8-ニトロcGMP-BSA、cGMP-BSA又は8-ニトログアノシン-BSAをそれぞれ50 mM 炭酸塩緩衝液(pH 9.7)に溶解して各5μg/mlとし、これらの溶液を0.1 mlずつ96穴マイクロタイタープレートの各ウェルに入れ、室温で1時間静置して固相化した。0.05% Tween 20を含むPBS(PBS-T)0.4 mlで3回洗浄した後、各ウェルに0.5% gelatinを含む50 mM 炭酸塩緩衝液(pH 9.7)0.2 mlを加え室温で1時間静置し、以後の非特異的な吸着を防ぐためにブロックした。各ウェルをPBS-Tで3回洗浄後、抗8-ニトロcGMP抗体産生細胞培養上清0.1 mlを加え室温で1時間インキュベートした。PBS-Tで3回洗浄し、HRP標識抗マウスヤギIgG抗体をPBS-Tで5,000倍希釈したもの0.1 mlを加えてさらに1時間静置した後、ウェルをPBS-Tで4回洗浄し、過酸化水素水0.6μlを含む1,2-フェニレンジアミン(0.55 mg/ml) 0.1 mlで発色させた。0.1 mlの1 mol/l 硫酸で発色を停止し、490 nmの吸光度をELISAプレートリーダーで測定した。
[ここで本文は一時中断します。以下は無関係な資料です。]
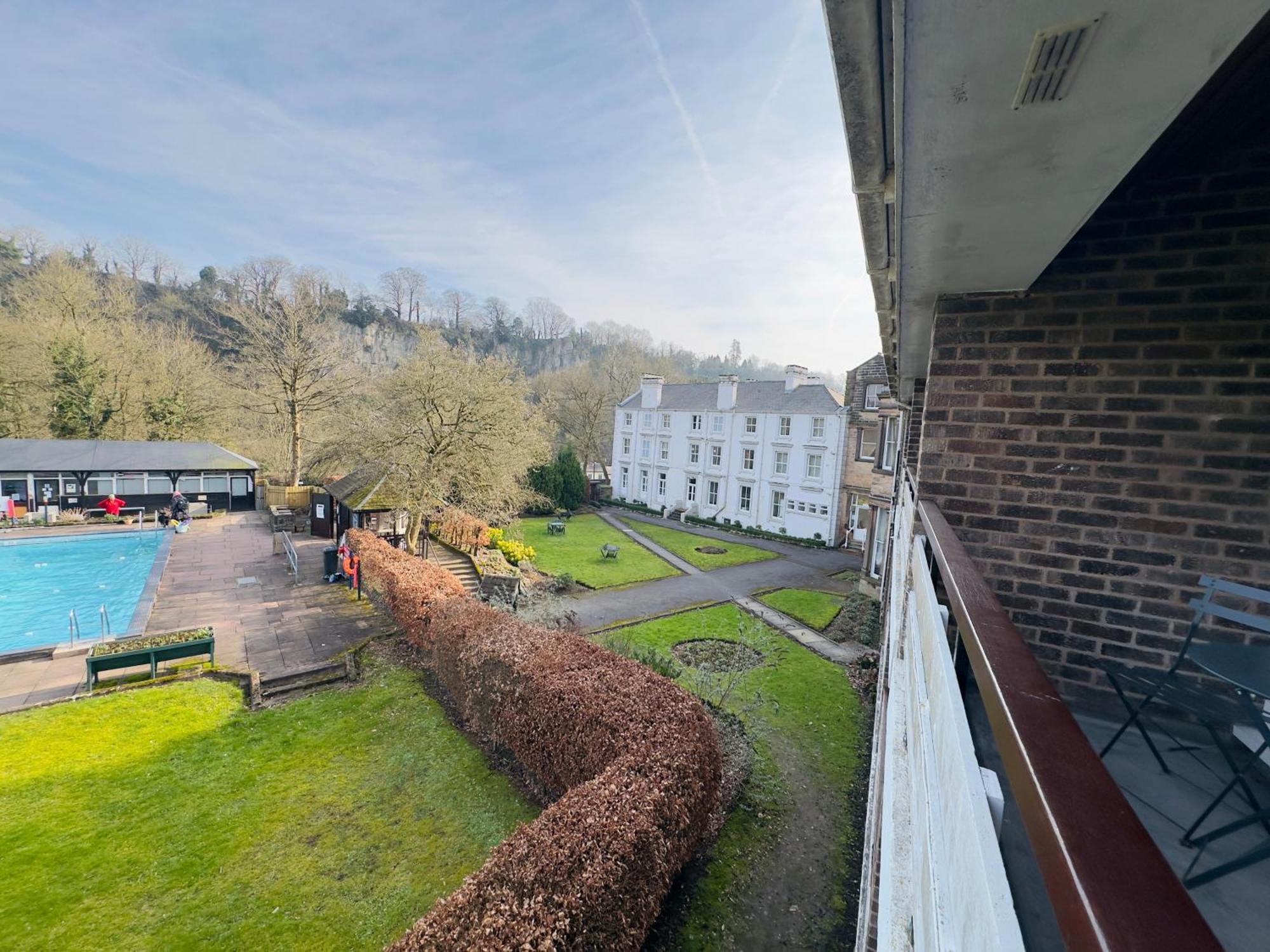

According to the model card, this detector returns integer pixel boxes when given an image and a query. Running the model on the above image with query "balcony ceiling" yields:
[894,0,1270,395]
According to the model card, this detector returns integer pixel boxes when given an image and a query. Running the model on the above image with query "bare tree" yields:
[380,268,428,321]
[331,330,547,551]
[480,296,512,330]
[441,288,476,330]
[116,237,154,281]
[225,272,354,486]
[231,256,295,305]
[522,297,573,340]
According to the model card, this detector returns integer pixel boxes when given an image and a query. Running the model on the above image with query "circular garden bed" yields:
[671,638,763,673]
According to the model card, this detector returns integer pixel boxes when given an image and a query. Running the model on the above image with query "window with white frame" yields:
[869,509,890,576]
[881,416,899,472]
[856,426,878,462]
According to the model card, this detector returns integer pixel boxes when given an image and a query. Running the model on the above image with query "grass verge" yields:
[598,604,866,949]
[617,517,780,571]
[757,589,843,631]
[519,514,681,589]
[0,656,536,949]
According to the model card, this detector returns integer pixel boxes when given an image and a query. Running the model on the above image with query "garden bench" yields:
[85,628,216,691]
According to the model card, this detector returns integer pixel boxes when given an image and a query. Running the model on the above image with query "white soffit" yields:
[897,0,1270,388]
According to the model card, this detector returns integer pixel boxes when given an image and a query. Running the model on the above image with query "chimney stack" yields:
[639,373,665,410]
[785,363,806,393]
[719,373,737,410]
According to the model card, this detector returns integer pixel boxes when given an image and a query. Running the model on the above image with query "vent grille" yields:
[1015,17,1102,109]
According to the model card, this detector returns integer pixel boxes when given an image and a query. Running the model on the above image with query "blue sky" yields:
[0,0,878,371]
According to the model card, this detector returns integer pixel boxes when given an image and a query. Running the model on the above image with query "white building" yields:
[612,366,848,546]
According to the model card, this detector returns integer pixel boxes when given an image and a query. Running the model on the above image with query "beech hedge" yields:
[349,531,723,952]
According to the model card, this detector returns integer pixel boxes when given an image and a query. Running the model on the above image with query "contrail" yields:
[630,0,723,215]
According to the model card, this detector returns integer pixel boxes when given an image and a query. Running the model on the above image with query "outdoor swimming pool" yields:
[0,529,169,654]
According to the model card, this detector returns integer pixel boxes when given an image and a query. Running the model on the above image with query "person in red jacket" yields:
[97,493,128,515]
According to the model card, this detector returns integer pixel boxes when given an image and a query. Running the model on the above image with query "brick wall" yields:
[917,129,1270,702]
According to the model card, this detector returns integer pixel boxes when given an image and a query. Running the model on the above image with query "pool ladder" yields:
[66,602,110,647]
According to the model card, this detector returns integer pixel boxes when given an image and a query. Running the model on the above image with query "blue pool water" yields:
[0,529,166,654]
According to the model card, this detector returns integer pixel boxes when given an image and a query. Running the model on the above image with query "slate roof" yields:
[324,466,398,513]
[0,439,260,472]
[618,380,843,414]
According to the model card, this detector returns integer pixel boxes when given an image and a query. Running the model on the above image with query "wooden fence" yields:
[255,482,324,509]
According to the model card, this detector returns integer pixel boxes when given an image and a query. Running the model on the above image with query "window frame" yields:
[856,426,881,463]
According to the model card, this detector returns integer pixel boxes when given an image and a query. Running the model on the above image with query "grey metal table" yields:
[1182,642,1270,887]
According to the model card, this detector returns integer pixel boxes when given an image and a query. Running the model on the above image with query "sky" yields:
[0,0,879,372]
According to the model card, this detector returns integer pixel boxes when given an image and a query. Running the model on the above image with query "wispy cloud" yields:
[630,0,723,215]
[0,0,878,369]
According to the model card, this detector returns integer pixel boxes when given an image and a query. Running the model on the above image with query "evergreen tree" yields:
[48,340,114,439]
[555,446,587,509]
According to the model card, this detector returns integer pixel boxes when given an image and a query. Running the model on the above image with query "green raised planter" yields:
[84,628,216,691]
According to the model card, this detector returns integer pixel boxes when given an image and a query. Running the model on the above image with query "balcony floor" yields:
[1077,715,1270,952]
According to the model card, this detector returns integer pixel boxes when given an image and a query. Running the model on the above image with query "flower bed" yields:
[349,531,723,952]
[90,628,212,658]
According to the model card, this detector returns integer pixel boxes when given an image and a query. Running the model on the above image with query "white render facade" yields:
[611,366,848,546]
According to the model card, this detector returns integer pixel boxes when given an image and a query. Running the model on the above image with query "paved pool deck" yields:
[0,512,391,712]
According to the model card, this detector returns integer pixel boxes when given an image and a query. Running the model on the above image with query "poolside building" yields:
[0,439,259,519]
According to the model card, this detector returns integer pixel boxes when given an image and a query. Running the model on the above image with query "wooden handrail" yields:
[917,500,1222,952]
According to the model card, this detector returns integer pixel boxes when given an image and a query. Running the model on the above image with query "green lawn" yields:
[513,514,679,589]
[758,589,843,631]
[618,517,780,571]
[0,659,536,949]
[599,604,866,949]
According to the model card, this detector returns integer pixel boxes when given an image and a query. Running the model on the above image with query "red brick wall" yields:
[918,133,1270,699]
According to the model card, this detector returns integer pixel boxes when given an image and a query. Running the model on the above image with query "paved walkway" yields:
[0,512,391,711]
[573,510,865,663]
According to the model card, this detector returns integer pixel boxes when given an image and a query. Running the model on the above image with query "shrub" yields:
[349,531,723,952]
[433,505,489,551]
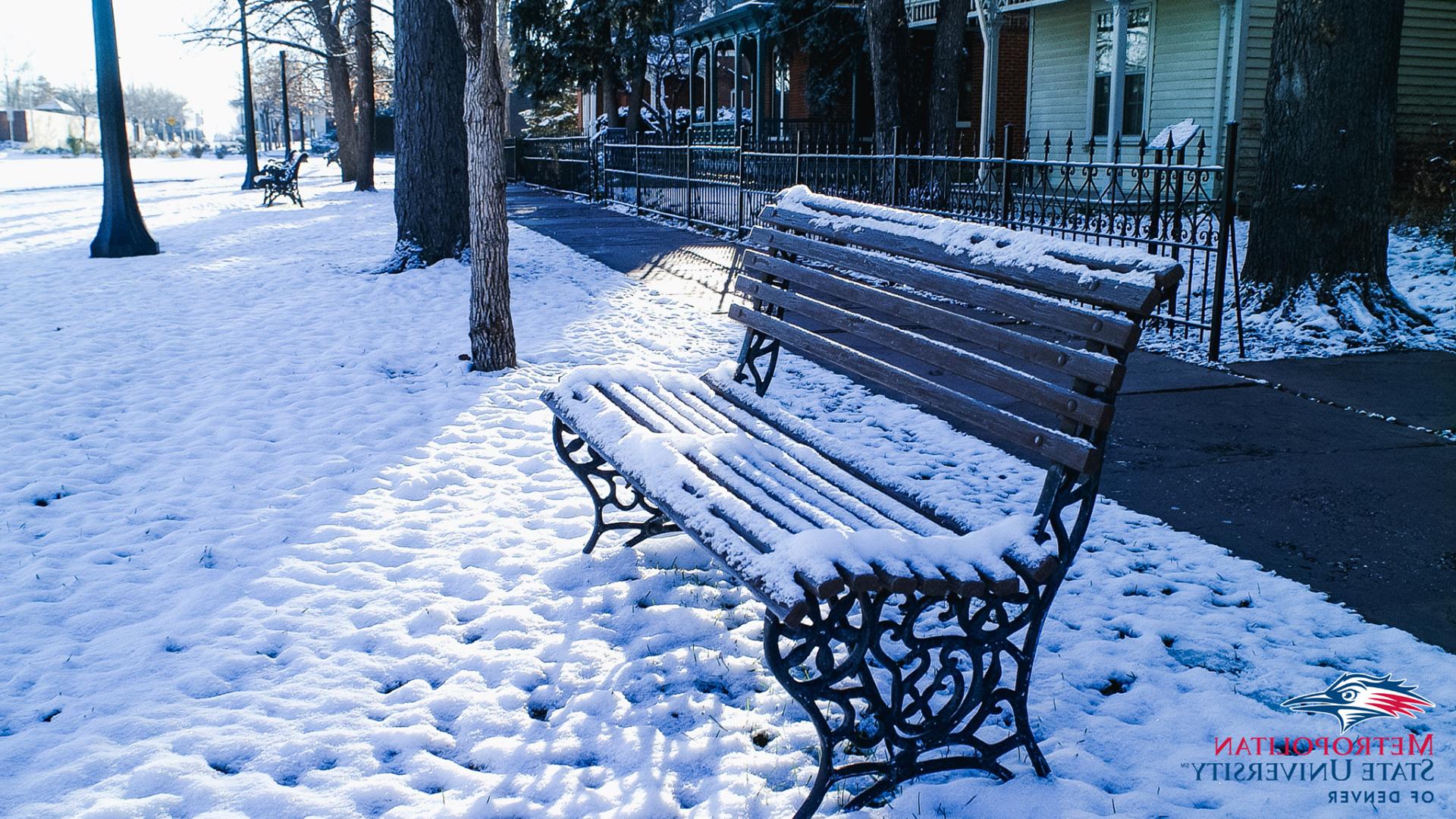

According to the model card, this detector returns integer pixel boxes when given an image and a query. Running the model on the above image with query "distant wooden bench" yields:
[253,152,309,207]
[541,188,1182,817]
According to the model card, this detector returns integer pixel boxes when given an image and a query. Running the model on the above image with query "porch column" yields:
[753,29,774,136]
[1106,0,1127,162]
[733,33,742,133]
[975,0,1003,156]
[687,46,698,131]
[703,39,718,124]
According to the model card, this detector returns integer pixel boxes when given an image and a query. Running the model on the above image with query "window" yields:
[769,46,789,120]
[1092,6,1152,137]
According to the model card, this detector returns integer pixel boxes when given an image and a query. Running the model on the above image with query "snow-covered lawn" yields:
[1143,221,1456,363]
[0,158,1456,819]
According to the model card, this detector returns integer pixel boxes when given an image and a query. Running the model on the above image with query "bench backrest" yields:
[282,150,309,182]
[730,188,1182,475]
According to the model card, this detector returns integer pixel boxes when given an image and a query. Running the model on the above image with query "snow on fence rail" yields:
[510,124,1244,360]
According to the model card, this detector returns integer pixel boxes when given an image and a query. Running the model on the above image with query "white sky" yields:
[0,0,242,136]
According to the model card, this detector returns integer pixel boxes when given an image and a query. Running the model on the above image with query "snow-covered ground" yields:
[0,158,1456,819]
[1141,221,1456,363]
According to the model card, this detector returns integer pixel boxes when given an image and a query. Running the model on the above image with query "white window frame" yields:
[1084,0,1157,146]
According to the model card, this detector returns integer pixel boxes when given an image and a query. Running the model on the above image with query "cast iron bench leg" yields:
[763,576,1060,819]
[552,419,679,552]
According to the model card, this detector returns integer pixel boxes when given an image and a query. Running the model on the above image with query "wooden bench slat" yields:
[703,376,968,535]
[736,277,1112,430]
[758,206,1182,316]
[744,251,1122,389]
[728,305,1101,472]
[595,383,955,539]
[748,228,1138,350]
[682,379,964,535]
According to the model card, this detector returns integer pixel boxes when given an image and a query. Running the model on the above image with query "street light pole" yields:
[237,0,258,191]
[92,0,160,258]
[278,51,293,158]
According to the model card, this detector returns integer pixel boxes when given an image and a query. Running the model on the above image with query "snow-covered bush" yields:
[521,96,581,137]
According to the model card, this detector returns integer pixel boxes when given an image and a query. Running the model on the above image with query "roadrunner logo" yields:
[1280,673,1436,733]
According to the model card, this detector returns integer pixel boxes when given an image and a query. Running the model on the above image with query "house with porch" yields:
[679,0,1456,188]
[1019,0,1456,190]
[677,0,1029,155]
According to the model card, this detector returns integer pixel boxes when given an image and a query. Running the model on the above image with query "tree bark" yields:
[1245,0,1429,334]
[450,0,516,370]
[601,20,622,128]
[92,0,160,258]
[626,48,646,139]
[864,0,905,153]
[354,0,374,191]
[929,0,971,155]
[384,0,470,272]
[309,0,358,182]
[237,0,258,191]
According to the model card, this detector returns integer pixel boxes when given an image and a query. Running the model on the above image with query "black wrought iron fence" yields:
[508,137,598,198]
[516,124,1242,360]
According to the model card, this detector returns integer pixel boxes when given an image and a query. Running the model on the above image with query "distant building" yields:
[0,107,119,150]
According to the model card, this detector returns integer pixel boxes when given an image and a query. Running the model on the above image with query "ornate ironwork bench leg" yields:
[552,419,679,552]
[763,573,1060,819]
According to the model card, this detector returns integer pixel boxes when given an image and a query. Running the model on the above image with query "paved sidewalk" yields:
[508,187,1456,650]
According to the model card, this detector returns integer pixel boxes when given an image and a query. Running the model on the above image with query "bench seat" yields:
[543,359,1057,620]
[541,188,1182,819]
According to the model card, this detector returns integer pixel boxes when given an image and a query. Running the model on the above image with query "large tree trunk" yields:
[354,0,374,191]
[450,0,516,370]
[309,0,358,182]
[601,20,622,128]
[386,0,470,272]
[864,0,905,153]
[1245,0,1429,332]
[628,46,646,139]
[929,0,971,155]
[92,0,160,258]
[323,52,358,182]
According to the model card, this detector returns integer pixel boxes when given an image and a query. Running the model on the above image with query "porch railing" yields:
[513,124,1244,360]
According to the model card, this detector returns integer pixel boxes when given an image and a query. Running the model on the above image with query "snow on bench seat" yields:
[541,364,1056,617]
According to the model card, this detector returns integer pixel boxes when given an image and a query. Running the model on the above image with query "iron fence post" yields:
[793,130,804,185]
[738,125,748,234]
[888,125,900,207]
[1209,121,1239,362]
[587,137,607,201]
[1002,122,1010,228]
[682,128,693,224]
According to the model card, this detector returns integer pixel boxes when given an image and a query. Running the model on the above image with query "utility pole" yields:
[278,51,293,160]
[237,0,258,191]
[92,0,160,258]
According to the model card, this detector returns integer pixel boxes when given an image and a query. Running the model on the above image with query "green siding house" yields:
[1013,0,1456,190]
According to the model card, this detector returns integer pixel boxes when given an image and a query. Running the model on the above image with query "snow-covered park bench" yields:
[253,152,309,207]
[543,188,1182,816]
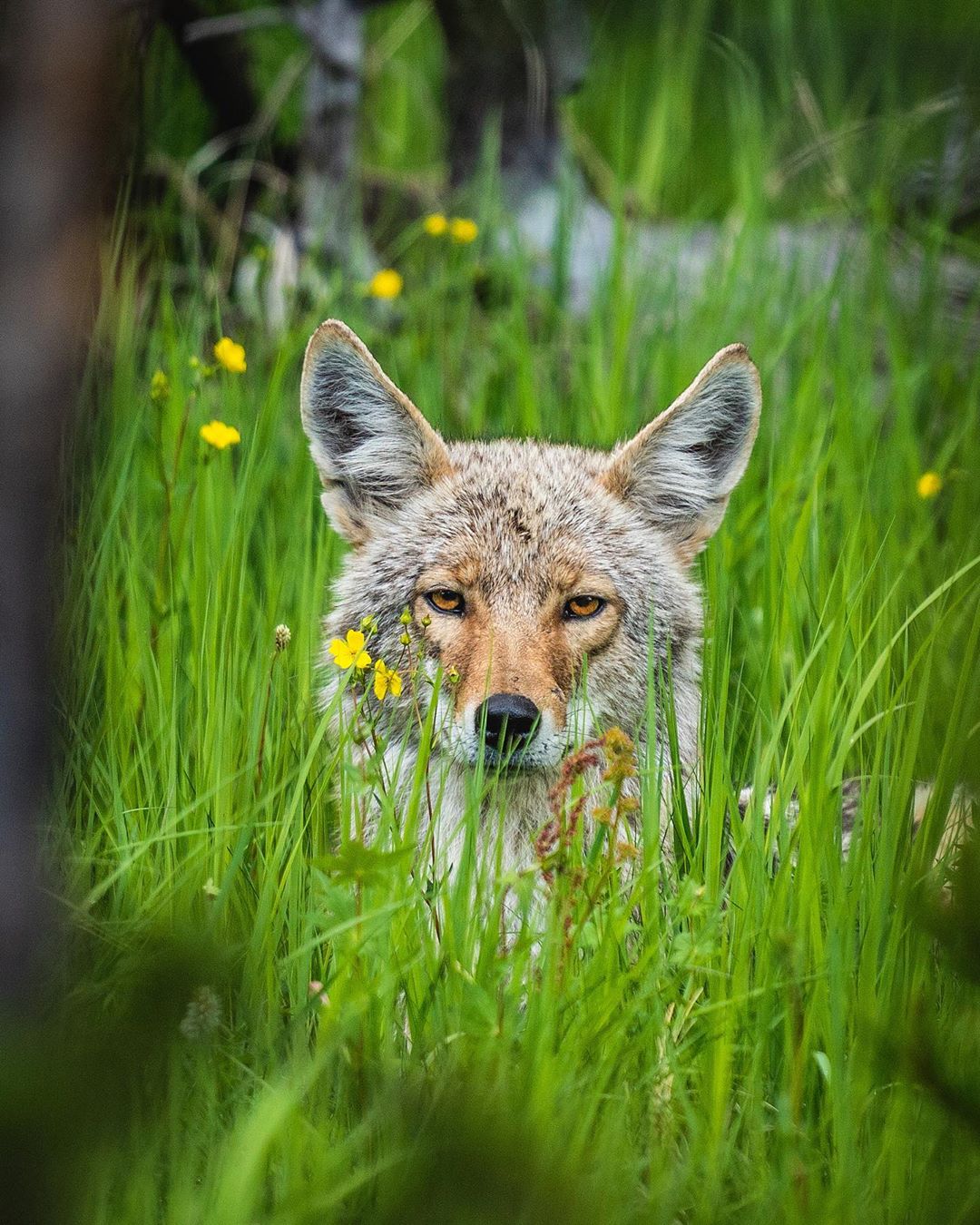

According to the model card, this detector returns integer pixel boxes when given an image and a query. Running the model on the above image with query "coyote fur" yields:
[300,319,970,870]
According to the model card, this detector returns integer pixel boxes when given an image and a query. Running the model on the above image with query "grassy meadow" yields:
[45,4,980,1225]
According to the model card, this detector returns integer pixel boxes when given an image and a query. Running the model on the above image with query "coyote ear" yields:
[300,318,451,545]
[603,344,762,561]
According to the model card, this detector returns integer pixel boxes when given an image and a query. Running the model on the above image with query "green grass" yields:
[56,205,980,1222]
[47,4,980,1225]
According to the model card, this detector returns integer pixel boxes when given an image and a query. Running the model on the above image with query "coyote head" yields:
[301,319,760,770]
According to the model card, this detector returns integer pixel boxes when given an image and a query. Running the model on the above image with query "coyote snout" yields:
[474,693,542,766]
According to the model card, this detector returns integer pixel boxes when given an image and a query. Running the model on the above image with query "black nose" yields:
[476,693,542,753]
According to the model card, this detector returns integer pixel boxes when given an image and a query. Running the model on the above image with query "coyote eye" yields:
[425,587,466,615]
[564,595,605,620]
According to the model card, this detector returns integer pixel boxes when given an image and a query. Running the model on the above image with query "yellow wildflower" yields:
[368,269,405,298]
[421,213,449,238]
[214,336,246,375]
[150,370,171,405]
[449,217,480,242]
[200,421,241,451]
[327,630,371,668]
[375,659,402,702]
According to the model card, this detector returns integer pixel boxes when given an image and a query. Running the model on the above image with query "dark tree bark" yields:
[0,0,106,1015]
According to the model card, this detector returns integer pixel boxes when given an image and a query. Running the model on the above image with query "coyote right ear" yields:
[603,344,762,561]
[300,318,451,545]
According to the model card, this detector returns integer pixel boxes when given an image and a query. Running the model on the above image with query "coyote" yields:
[301,319,760,868]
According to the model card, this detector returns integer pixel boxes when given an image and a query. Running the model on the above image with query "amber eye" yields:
[425,587,466,613]
[564,595,605,617]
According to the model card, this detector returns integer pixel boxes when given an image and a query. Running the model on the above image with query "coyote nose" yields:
[476,693,542,753]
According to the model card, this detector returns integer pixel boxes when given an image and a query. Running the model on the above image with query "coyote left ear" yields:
[603,344,762,561]
[300,318,451,545]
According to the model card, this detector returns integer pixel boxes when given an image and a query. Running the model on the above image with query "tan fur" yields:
[301,321,760,866]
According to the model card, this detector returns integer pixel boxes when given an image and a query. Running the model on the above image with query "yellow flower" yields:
[421,213,449,238]
[368,269,405,298]
[214,336,246,375]
[449,217,480,242]
[150,370,171,405]
[375,659,402,702]
[200,421,241,451]
[327,630,371,668]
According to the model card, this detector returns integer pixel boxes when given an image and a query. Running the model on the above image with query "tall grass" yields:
[55,198,980,1222]
[52,4,980,1225]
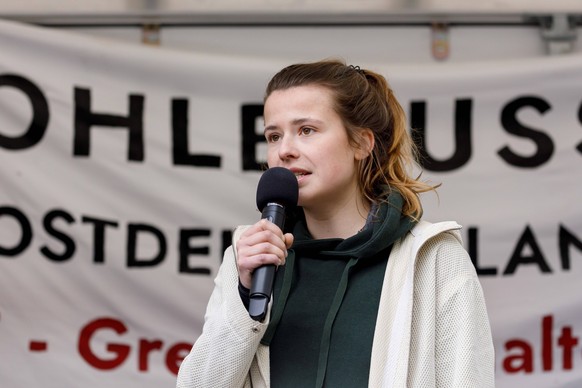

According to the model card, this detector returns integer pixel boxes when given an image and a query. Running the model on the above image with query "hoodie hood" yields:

次に競合ELISA法を用いて本抗体の認識構造(エピトープ)が8-ニトロcGMPであることを8-ニトロcGMPの類縁体との交差反応により検討した。競合ELISA法では被検物質を蛋白質に固相化する必要がなく、低分子の被検物質をそのままELISA系に添加することで抗原抗体反応の有無を検出できため、通常は蛋白質に結合することが難しい核酸塩基構造だけでも検討することができ、より詳細な類似構造への交差反応の有無が検出できる。被検物質としては8-ニトロcGMPのほか、cAMP、ニトロキサンチン、グアノシン、8-ニトログアノシンを競合物質として用いた。
Claims (8)
- 下記の式で表される8-ニトロサイクリックグアノシン3',5'-一リン酸を認識する抗体。
- ポリクローナル抗体である請求項1に記載の抗体。
- モノクローナル抗体である請求項1に記載の抗体。
- 請求項1ないし3のいずれか1項に記載の抗体を用いて試料に含まれる8-ニトロサイクリックグアノシン3',5'-一リン酸を酵素免疫学的に測定する方法。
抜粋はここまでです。